Passwords are secretely truncated because of lack of validation and improper Bcrypt hashing

HackerOne report #890462 by yyyyyyyan on 2020-06-03, assigned to @dcouture:

Summary

Passwords are secretely truncated, that is - MODIFIED without user knowledge -, because of lack of validation and improper (limited) Bcrypt hashing.

GitLab uses Bcrypt to hash passwords, which is great - Bcrypt is indeed considered to be the best hashing algorithm there is to use.
The problem is - Bcrypt has a password length limitation of 72 bytes, while GitLab's password policy accepts passwords up to 128 characters.
What happens then, if a user tries to set a password longer than 72 bytes but still not passing 128 characters?
The password passes GitLab's validation, but Bcrypt's not able to hash a password that long. In that case, Bcrypt lib (not only in Ruby, but in many implementations) simply truncates the password to 72 bytes, blatantly ignoring the rest of it, modifying the original password. The worst is: Since Bcrypt lib also truncates the input to check the password (on login), the user will probably never know that the password they decided and they're using to login is not actually the one (hashed) stored in the database.

The easier solution may seem to be simply fixing GitLab's password policy and validation, but that is not exactly right, for two reasons:

First, long passwords are good. Since the famous xkcd's comic, people are starting to understand the importance of long passwords. Therefore, long passwords should always be encouraged.

The second reason is a bit more important and complicated. Let's say you decide your users' don't need or don't use long passwords, and you'll only change the password validation. The thing is - GitLab's validation must check for characters (because that's what makes sense for the final user when they're deciding and typing out their password), while Bcrypt works with bytes. UTF-8, the default encoding, may use up to 4 bytes for character. That means it's easy (specially for people like me, that don't live in the US and are used to using non-ASCII characters) to create a password shorter than 72 characters but longer than 72 bytes. Take "áááááááááááááááááááááááááááááááááááááááááááááááááá", for example - it's 50 characters long, easily passing the validation, but has 100 bytes (UTF-8), meaning Bcrypt would truncate it to only 36 characters. Of course, this is a light example. Imagine someone who uses characters that are 4-byte encoded. The maximum length of passwords for this person would be 18 characters (72 / 4), which is low, for someone who cares about security.

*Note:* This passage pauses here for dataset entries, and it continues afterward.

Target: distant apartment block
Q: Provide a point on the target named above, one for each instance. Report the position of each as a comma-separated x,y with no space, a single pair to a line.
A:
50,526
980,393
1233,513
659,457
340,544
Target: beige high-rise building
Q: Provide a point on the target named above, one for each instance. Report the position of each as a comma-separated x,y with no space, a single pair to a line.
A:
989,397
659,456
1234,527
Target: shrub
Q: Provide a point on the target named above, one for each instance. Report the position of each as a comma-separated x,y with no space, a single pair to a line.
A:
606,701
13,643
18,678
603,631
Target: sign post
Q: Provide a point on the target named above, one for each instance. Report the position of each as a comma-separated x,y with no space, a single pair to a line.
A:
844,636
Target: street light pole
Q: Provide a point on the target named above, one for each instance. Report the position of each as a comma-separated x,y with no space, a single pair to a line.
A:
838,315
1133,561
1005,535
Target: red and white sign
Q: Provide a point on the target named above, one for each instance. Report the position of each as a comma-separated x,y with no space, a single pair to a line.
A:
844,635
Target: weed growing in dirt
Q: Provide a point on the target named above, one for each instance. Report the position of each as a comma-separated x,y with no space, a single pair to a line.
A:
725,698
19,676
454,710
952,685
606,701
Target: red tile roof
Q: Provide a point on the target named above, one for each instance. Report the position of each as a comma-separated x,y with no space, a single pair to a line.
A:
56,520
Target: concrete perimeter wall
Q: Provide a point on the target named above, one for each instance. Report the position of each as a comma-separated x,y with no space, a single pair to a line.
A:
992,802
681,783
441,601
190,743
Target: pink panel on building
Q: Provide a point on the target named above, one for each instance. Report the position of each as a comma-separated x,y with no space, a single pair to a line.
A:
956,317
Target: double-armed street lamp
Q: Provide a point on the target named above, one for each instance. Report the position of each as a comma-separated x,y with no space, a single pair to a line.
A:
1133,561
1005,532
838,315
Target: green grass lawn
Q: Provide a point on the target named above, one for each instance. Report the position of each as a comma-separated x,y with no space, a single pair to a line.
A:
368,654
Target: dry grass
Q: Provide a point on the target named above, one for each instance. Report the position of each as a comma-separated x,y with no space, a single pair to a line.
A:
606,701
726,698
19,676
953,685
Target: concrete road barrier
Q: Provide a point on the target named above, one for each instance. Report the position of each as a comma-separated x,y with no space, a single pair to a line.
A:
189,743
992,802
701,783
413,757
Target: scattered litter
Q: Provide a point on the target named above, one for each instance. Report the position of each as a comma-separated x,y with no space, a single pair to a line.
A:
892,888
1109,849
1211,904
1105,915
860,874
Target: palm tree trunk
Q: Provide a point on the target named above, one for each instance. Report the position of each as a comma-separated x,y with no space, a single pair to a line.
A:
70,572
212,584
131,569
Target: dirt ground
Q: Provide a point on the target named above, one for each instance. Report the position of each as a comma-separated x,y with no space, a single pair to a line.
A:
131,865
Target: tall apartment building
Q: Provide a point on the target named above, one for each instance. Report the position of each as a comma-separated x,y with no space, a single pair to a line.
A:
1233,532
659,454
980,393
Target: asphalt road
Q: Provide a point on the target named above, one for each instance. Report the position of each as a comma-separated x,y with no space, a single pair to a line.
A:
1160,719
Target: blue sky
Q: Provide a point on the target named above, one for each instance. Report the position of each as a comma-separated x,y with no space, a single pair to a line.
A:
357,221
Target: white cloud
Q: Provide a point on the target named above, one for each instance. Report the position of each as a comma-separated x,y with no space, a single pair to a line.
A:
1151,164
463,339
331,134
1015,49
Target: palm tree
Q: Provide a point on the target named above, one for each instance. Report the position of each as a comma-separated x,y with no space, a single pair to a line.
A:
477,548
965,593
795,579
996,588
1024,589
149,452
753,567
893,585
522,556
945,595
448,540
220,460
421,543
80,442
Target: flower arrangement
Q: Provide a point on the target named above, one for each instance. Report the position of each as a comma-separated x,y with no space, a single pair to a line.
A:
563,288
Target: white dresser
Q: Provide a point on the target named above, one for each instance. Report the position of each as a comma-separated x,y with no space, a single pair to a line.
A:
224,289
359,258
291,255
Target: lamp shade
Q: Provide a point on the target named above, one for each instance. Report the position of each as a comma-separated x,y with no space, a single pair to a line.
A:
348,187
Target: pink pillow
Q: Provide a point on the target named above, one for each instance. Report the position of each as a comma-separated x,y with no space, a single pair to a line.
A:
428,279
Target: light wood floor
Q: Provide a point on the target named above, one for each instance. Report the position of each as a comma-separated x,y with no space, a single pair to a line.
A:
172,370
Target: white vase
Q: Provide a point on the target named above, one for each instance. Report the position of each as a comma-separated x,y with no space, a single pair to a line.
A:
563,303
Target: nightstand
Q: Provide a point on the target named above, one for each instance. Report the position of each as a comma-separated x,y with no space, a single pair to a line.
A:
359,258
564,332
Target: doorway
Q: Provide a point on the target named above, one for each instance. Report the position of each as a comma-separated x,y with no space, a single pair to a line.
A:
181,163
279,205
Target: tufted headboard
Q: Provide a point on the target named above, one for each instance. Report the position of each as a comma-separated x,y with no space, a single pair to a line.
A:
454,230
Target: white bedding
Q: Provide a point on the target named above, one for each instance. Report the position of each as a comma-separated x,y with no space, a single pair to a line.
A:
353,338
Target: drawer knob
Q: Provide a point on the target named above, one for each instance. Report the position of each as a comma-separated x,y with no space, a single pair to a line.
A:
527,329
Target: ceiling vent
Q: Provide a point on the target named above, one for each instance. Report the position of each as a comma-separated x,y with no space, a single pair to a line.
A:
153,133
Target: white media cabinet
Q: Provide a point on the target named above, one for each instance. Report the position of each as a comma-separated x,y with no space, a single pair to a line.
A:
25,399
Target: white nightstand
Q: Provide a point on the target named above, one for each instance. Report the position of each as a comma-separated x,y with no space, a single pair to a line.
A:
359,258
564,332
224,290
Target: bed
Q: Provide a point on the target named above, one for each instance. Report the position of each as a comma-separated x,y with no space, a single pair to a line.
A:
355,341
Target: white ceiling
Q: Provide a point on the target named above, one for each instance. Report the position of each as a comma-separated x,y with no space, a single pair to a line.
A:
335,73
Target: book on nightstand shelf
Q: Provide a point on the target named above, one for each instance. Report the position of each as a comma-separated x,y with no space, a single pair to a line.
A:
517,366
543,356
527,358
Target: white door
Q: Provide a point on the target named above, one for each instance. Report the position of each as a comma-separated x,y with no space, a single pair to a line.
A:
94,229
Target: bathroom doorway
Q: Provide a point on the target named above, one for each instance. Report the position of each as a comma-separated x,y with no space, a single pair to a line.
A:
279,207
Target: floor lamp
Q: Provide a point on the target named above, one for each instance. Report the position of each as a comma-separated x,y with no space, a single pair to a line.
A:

What to do, then? The best and most recommended way to deal with this is pre-hashing users' passwords with another (secure) algorithm (usually SHA-256 or SHA-512). Dropbox does that and recommends it, Django classifies this option as "considered to be the most secure algorithm", and even the official package for .NET is designed with this option available. In contrary of what it may seem, using a secure hash function to pre-process the password is secure, as cryptographer Thomas Pornin explains:

It can be shown that if bcrypt(SHA-256(password)) is broken, then either the password was guessed, or some security characteristic of SHA-256 has been proven false. [..] SHA-256 is considered to be a secure hash function.

A suggestion to implement this change without annoying users is to use the current algorithm as a second attempt on validating login. That is, when someone tries to login, GitLab first tries to login using the new algorithm (SHA+Bcrypt). If it fails, it tries using the old (current) algorithm. If it succeeds, the password is hashed with the new algorithm and stored in the database. Of course, this is a simplified suggestion. The focus here is reporting the bug :-).

Steps to reproduce

In gitlab.com, login with your user
Access the settings to change your password

Example 1:
3. Change your password to abcdefghijklmnopqrstuvwxyzabcdefghijklmnopqrstuvwxyzabcdefghijklmnopqrstuvwxyzabcdefghijklmnopqrstuvwxyzabcdefghijklmnopqrstuvwx (128 characters long, GitLab's current limit)
4. Login with your user and the password abcdefghijklmnopqrstuvwxyzabcdefghijklmnopqrstuvwxyzabcdefghijklmnopqrst (72 characters and bytes long, Bcrypt's limit)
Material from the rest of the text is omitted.